Hommage à Nini Flores
Nini Flores (Avelino “Nini” Flores, 1966–2016) fut l’un des musiciens les plus virtuoses et respectés de l’histoire du Chamamé. Né à Buenos Aires dans une famille correntina, il est le fils d’Avelino Flores, légende de l’accordéon chamamecero. Très jeune, Nini apprend à jouer l’accordéon à boutons avec son père, héritant d’un style rigoureux, expressif et enraciné dans la tradition. Aux côtés de son frère, le guitariste Rudi Flores, Nini forme un duo d’une rare complicité artistique. Ensemble, ils enregistrent plusieurs albums devenus références, tels que “Por la vuelta” ou “Canto y guitarra”. Leur travail se caractérise par une recherche de la pureté mélodique, une articulation précise et une interprétation profonde du sentiment “litoraleño”.
Nini Flores développe une carrière internationale. Installé plusieurs années à Paris, il se produit dans des festivals prestigieux en Europe (Printemps de Bourges, Festival de l’Imaginaire, etc.). Il collabore avec Juan Falú, Gerardo Núñez, Mercedes Sosa, et même avec des artistes du monde du jazz et de la musique contemporaine. Son style est reconnaissable entre tous : phrasé chantant, usage raffiné des chromatismes, alternance entre la fête et la saudade.
Il retourne en Argentine dans les années 2000, où il devient une figure tutélaire du Chamamé, jouant dans les plus grands théâtres du pays. Son concert au Teatro Colón en 2015 est considéré comme l’un des sommets artistiques du genre. Il y joue en duo avec Rudi, mais aussi en trio avec piano et contrebasse, montrant la profondeur musicale du Chamamé dans un cadre académique.
Il s’éteint brutalement en 2016, laissant un vide immense dans le monde de la musique populaire argentine. Son héritage perdure à travers ses enregistrements, ses élèves, et la reconnaissance unanime de ses pairs.
🎥 Vidéos en hommage à Nini Flores :
Nini y Rudi Flores – « La Calandria »
Nini y Rudi Flores
Nini Flores – TV Pública
Nini flores Concert au Teatro Colón 2015
Instruments
Les principaux instruments utilisés dans le Chamamé sont :
– Accordéon diatonique ou chromatique : roi du Chamamé, avec un jeu articulé, mélodique, et souvent improvisé.
– Guitare : rythmique et harmonique, parfois jouée en duo avec contrechant.
– Bombo criollo ou tambor de madera : percussion traditionnelle, peu utilisée mais présente dans certaines formations rurales.
– Violon : présent dans les variantes anciennes ou dans les arrangements plus orchestraux.
– Voix : élément central, la plupart des morceaux sont chantés, avec un timbre plaintif et expressif.
Structure musicale
Le Chamamé utilise généralement une métrique en 6/8 ou 3/4, avec une accentuation ternaire marquée par les basses de l’accordéon.
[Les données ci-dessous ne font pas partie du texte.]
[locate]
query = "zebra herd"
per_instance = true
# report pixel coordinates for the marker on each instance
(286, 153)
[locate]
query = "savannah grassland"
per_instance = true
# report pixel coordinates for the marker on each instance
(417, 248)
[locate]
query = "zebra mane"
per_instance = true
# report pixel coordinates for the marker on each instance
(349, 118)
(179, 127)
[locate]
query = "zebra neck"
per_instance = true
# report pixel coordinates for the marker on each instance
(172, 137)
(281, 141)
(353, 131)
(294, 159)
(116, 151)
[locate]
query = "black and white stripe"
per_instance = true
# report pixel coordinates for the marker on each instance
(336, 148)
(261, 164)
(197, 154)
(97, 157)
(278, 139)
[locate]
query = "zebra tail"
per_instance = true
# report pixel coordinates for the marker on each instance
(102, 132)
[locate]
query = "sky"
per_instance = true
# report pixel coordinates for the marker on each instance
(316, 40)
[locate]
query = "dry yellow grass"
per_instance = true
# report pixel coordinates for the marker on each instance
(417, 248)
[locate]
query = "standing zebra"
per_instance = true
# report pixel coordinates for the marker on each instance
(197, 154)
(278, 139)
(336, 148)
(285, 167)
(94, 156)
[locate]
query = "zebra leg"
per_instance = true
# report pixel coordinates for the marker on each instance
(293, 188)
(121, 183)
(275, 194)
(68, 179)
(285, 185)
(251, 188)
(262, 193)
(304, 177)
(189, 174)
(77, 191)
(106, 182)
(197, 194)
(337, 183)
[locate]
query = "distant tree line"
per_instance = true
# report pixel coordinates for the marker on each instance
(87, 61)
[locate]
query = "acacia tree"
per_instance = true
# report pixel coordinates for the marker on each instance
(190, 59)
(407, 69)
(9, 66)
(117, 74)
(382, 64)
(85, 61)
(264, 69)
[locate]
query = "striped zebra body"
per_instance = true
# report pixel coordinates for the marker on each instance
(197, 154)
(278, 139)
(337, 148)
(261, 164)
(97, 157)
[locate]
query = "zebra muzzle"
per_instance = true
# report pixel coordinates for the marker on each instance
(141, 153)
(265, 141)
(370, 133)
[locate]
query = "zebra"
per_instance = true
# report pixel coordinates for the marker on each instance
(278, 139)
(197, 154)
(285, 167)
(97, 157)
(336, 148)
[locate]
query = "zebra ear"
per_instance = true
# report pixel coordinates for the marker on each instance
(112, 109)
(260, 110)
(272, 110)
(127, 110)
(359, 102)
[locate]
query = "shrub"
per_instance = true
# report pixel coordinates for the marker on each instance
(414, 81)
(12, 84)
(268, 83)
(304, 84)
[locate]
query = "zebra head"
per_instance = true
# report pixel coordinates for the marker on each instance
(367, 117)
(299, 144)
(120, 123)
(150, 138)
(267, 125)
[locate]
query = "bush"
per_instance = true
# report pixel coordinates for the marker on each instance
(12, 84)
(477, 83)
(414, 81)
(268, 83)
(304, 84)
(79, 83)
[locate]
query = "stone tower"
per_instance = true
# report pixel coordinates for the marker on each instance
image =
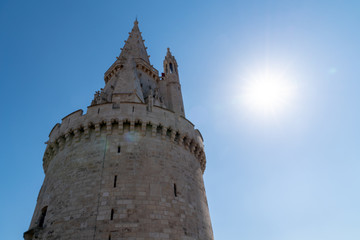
(131, 167)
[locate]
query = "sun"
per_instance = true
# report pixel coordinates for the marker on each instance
(268, 93)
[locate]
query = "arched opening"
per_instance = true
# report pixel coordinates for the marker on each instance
(171, 68)
(115, 180)
(112, 214)
(42, 217)
(175, 190)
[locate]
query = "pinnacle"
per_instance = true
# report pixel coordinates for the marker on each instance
(134, 46)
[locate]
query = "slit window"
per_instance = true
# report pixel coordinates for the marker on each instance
(115, 180)
(112, 214)
(171, 68)
(175, 190)
(42, 217)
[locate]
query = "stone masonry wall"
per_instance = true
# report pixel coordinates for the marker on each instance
(158, 192)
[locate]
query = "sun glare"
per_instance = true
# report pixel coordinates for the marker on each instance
(268, 94)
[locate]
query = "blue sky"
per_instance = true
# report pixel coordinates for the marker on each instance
(291, 175)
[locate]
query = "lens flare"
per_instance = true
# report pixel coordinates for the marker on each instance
(268, 93)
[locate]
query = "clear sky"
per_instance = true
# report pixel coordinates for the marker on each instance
(291, 173)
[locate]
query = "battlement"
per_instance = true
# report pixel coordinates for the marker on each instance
(128, 117)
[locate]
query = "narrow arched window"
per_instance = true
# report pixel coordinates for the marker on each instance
(175, 190)
(42, 216)
(115, 180)
(171, 68)
(112, 214)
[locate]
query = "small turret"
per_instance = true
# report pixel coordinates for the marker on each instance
(174, 99)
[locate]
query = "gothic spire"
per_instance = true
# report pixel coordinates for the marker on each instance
(134, 46)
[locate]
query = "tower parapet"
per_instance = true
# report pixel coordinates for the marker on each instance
(131, 167)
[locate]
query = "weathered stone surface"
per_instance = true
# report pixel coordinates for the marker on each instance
(131, 167)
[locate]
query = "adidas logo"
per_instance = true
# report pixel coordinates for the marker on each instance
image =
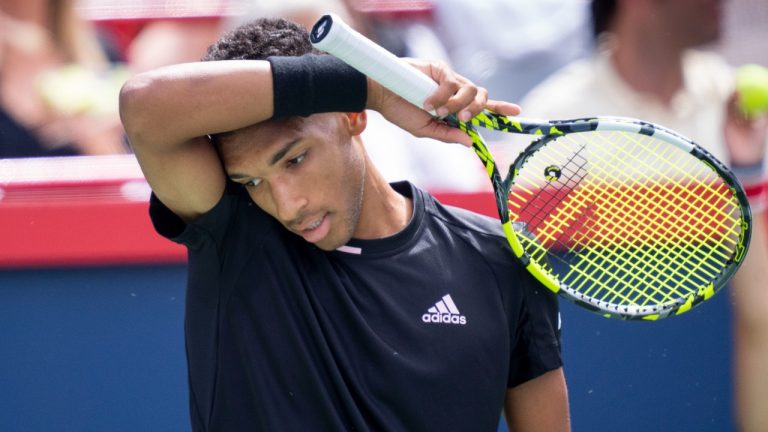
(444, 312)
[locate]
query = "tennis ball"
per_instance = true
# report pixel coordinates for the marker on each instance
(752, 85)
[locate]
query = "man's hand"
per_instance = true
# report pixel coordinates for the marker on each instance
(454, 95)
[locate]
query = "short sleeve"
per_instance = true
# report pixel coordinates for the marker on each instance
(536, 344)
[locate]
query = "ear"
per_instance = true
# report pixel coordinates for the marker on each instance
(357, 122)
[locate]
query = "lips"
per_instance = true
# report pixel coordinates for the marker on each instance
(315, 229)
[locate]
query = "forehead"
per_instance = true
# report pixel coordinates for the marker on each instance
(258, 140)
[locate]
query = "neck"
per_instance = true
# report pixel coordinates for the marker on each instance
(649, 61)
(384, 211)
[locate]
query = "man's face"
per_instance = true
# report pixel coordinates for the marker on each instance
(696, 22)
(306, 173)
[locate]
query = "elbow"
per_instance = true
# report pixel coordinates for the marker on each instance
(135, 106)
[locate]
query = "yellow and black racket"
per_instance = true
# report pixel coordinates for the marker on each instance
(623, 217)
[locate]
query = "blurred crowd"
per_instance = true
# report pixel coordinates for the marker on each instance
(62, 63)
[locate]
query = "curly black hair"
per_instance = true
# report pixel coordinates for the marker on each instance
(603, 12)
(260, 39)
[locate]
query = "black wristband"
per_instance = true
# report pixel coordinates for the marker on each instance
(313, 84)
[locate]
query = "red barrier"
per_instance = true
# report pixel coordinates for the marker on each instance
(93, 211)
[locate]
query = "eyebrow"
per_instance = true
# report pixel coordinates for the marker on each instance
(272, 161)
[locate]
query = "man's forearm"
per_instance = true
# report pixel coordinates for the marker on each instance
(184, 101)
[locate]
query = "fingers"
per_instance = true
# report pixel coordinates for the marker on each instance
(455, 94)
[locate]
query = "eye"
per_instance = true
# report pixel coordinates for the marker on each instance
(253, 183)
(297, 160)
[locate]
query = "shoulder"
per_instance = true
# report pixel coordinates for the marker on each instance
(708, 73)
(479, 233)
(215, 226)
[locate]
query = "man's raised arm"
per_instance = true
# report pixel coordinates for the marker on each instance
(168, 113)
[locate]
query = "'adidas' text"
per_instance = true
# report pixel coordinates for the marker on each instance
(444, 312)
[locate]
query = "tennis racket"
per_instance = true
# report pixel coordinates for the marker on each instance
(622, 217)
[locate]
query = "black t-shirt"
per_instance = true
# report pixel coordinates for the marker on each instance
(424, 330)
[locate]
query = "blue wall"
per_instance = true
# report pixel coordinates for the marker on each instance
(101, 349)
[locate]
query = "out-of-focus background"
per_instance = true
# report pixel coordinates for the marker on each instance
(91, 299)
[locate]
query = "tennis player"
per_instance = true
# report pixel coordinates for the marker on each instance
(320, 297)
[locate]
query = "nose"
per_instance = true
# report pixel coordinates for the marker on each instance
(289, 201)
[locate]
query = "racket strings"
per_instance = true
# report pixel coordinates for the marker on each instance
(650, 265)
(610, 229)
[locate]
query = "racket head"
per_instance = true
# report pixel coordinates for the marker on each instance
(625, 218)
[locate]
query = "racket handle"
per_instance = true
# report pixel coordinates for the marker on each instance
(334, 36)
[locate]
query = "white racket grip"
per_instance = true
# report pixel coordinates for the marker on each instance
(334, 36)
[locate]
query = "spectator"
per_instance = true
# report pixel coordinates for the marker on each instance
(649, 64)
(58, 94)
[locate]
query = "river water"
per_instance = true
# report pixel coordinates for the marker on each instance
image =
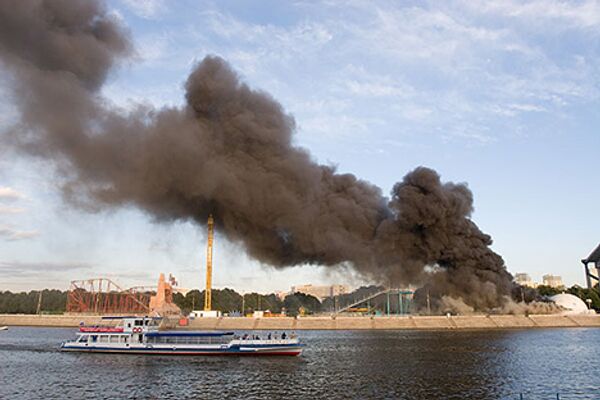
(335, 365)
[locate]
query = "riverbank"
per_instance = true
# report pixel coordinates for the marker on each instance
(337, 323)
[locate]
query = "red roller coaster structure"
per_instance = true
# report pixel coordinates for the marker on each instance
(103, 296)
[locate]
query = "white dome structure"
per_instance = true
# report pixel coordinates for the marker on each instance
(571, 304)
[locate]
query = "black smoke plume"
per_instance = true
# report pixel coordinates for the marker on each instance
(228, 152)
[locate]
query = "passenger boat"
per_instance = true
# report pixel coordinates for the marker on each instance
(140, 335)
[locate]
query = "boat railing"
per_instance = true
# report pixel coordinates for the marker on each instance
(266, 341)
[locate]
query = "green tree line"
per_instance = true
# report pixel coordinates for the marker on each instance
(231, 302)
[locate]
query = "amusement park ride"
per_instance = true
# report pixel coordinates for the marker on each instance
(103, 296)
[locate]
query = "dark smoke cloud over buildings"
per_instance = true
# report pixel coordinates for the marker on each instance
(228, 152)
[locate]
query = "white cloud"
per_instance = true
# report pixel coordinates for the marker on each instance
(10, 234)
(7, 193)
(11, 210)
(581, 14)
(148, 9)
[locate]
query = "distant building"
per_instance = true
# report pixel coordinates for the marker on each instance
(524, 279)
(554, 281)
(321, 292)
(591, 272)
(281, 294)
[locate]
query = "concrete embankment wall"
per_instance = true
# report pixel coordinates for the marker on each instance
(340, 323)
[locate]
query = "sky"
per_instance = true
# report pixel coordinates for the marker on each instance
(501, 95)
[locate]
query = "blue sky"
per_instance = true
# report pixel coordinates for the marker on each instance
(501, 95)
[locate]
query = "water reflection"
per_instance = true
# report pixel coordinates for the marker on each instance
(335, 365)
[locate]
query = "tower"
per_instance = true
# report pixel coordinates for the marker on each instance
(207, 293)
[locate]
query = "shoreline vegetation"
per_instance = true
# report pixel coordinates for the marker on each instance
(230, 302)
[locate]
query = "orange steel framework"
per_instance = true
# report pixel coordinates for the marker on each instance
(103, 296)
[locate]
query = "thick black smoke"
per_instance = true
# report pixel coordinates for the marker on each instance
(228, 152)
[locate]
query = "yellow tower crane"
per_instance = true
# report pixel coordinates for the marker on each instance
(208, 294)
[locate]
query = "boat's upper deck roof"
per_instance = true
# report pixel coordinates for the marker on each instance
(188, 333)
(130, 317)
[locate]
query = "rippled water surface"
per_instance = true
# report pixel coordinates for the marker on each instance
(335, 365)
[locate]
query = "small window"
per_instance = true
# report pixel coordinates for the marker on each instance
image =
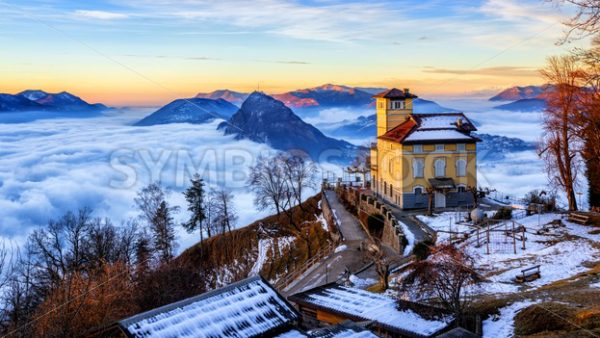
(397, 104)
(418, 167)
(440, 167)
(461, 168)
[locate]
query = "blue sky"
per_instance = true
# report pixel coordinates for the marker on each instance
(149, 52)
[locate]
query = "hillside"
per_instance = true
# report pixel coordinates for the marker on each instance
(524, 105)
(193, 110)
(39, 100)
(270, 247)
(264, 119)
(520, 93)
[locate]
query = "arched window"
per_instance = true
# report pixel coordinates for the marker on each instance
(418, 167)
(440, 167)
(461, 168)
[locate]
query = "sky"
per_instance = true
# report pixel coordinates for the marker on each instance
(149, 52)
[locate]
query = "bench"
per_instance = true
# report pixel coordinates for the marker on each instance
(529, 274)
(578, 218)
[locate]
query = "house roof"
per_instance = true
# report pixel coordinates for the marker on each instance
(458, 332)
(442, 183)
(433, 128)
(248, 308)
(361, 305)
(395, 93)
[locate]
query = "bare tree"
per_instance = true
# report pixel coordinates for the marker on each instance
(299, 172)
(445, 275)
(163, 232)
(268, 182)
(560, 148)
(586, 20)
(381, 262)
(225, 214)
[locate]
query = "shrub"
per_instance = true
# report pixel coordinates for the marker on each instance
(422, 250)
(504, 213)
(544, 317)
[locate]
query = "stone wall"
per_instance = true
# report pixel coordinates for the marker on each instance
(392, 235)
(334, 228)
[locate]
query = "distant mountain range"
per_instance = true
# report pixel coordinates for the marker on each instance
(39, 100)
(524, 105)
(525, 99)
(193, 110)
(325, 96)
(520, 93)
(264, 119)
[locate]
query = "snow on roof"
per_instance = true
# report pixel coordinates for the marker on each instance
(437, 134)
(440, 121)
(244, 309)
(366, 305)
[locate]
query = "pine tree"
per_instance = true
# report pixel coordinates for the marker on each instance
(194, 195)
(163, 232)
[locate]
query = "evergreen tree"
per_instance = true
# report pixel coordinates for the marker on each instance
(194, 195)
(163, 232)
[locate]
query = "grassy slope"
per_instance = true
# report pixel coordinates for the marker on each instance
(230, 257)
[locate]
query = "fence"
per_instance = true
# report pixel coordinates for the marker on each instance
(288, 279)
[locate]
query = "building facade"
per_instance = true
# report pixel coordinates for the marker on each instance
(421, 154)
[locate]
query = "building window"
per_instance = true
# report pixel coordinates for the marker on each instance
(397, 104)
(419, 167)
(461, 168)
(440, 167)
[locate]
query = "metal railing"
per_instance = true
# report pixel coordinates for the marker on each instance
(285, 281)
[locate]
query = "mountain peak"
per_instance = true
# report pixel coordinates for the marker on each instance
(264, 119)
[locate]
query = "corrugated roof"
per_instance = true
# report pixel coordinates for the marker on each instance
(395, 93)
(359, 304)
(248, 308)
(401, 131)
(433, 128)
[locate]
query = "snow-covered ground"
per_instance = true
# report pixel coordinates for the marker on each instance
(504, 324)
(561, 252)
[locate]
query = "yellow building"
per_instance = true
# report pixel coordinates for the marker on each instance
(415, 153)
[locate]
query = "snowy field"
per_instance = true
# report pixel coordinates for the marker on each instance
(561, 252)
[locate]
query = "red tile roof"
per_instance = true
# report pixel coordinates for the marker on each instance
(395, 93)
(401, 131)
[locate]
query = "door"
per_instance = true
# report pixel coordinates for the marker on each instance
(440, 200)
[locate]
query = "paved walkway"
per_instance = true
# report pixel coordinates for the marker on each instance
(350, 227)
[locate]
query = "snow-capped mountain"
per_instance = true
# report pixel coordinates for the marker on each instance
(15, 103)
(520, 93)
(225, 94)
(264, 119)
(193, 110)
(62, 101)
(524, 105)
(496, 147)
(39, 100)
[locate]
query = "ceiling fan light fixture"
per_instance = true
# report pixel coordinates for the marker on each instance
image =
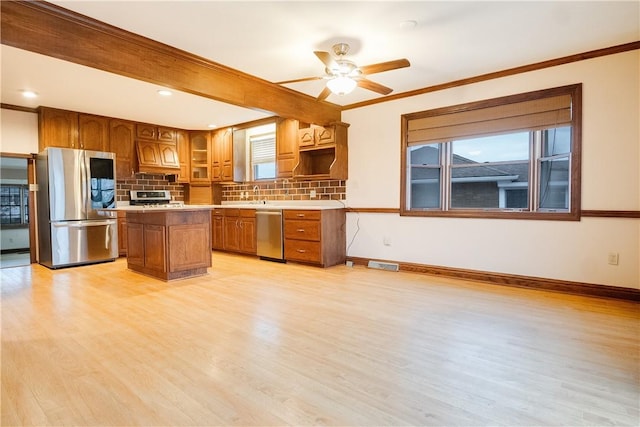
(341, 85)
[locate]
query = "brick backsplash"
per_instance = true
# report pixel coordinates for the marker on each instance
(143, 181)
(285, 190)
(280, 190)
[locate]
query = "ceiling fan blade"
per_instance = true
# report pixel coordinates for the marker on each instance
(324, 94)
(326, 58)
(305, 79)
(384, 66)
(376, 87)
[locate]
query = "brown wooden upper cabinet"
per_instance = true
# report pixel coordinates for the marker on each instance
(182, 142)
(286, 147)
(122, 142)
(157, 133)
(222, 159)
(322, 152)
(157, 157)
(69, 129)
(316, 135)
(93, 132)
(200, 156)
(157, 149)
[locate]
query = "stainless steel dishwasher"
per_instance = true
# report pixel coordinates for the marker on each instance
(269, 234)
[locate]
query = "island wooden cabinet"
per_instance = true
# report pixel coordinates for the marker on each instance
(169, 244)
(315, 236)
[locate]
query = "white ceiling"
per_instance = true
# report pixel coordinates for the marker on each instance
(275, 41)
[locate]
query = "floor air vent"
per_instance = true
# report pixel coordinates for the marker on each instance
(389, 266)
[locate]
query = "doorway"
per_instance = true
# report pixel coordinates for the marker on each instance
(16, 211)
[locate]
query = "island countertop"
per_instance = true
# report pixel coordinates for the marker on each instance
(180, 207)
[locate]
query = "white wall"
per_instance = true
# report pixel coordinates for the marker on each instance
(18, 132)
(564, 250)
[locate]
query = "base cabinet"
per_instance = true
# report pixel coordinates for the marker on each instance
(315, 236)
(217, 229)
(122, 234)
(169, 244)
(239, 231)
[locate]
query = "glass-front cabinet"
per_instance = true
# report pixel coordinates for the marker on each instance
(200, 156)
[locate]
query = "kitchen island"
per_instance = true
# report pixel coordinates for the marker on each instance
(169, 242)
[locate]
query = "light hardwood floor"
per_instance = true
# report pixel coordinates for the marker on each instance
(261, 343)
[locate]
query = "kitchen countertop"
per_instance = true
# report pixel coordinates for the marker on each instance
(179, 207)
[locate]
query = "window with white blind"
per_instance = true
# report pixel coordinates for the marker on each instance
(511, 157)
(263, 156)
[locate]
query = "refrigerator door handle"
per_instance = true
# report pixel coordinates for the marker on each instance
(85, 184)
Les harmonies suivent des structures simples (I–IV–V) enrichies de chromatismes ou modulations vers la relative mineure. Le phrasé mélodique est souvent asymétrique, inspiré de la respiration naturelle. L’introduction est généralement instrumentale, suivie de couplets chantés et de reprises instrumentales.
Danses
Le Chamamé se danse en couple fermé. Le pas de base est un glissement fluide, parfois appelé “arrastre”, avec une légère inclinaison du torse. Les couples évoluent en cercle, avec des tours (giros), des arrêts sur temps fort, et des “zapateos” discrets. La danse exprime le lien affectif, la retenue, et la connexion émotionnelle.
Exemples de danses
Exemples musicaux
“Kilómetro 11” – Tránsito Cocomarola
“Pindovy” – Raùl Barboza
“Noches Correntinas” – Cuarteto Santa Ana · Oscar Espíndola
Artistes
– Tránsito Cocomarola : fondateur du style moderne.
– Isaac Abitbol : reconnu comme un des « patriarche du chamamé », auteur du célèbre titre « La Calandria ».
– Emilio Chamorro : guitariste, un des pionnier du style chamamé structuré.
– Nini Flores : accordéoniste majeur, virtuose reconnu mondialement.
– Rudi Flores : guitariste et compositeur de premier plan.
– Raúl Barboza : ambassadeur du chamamé en Europe.
– Antonio Tarragó Ros : fils de Tarragó Ros père, compositeur prolifique.
– Teresa Parodi : voix féminine du chamamé militant.
Autres Artistes :
– Juancito Güenaga, Amandayé, Monchito Merlo, Ofelia Leiva, Mario Bofill.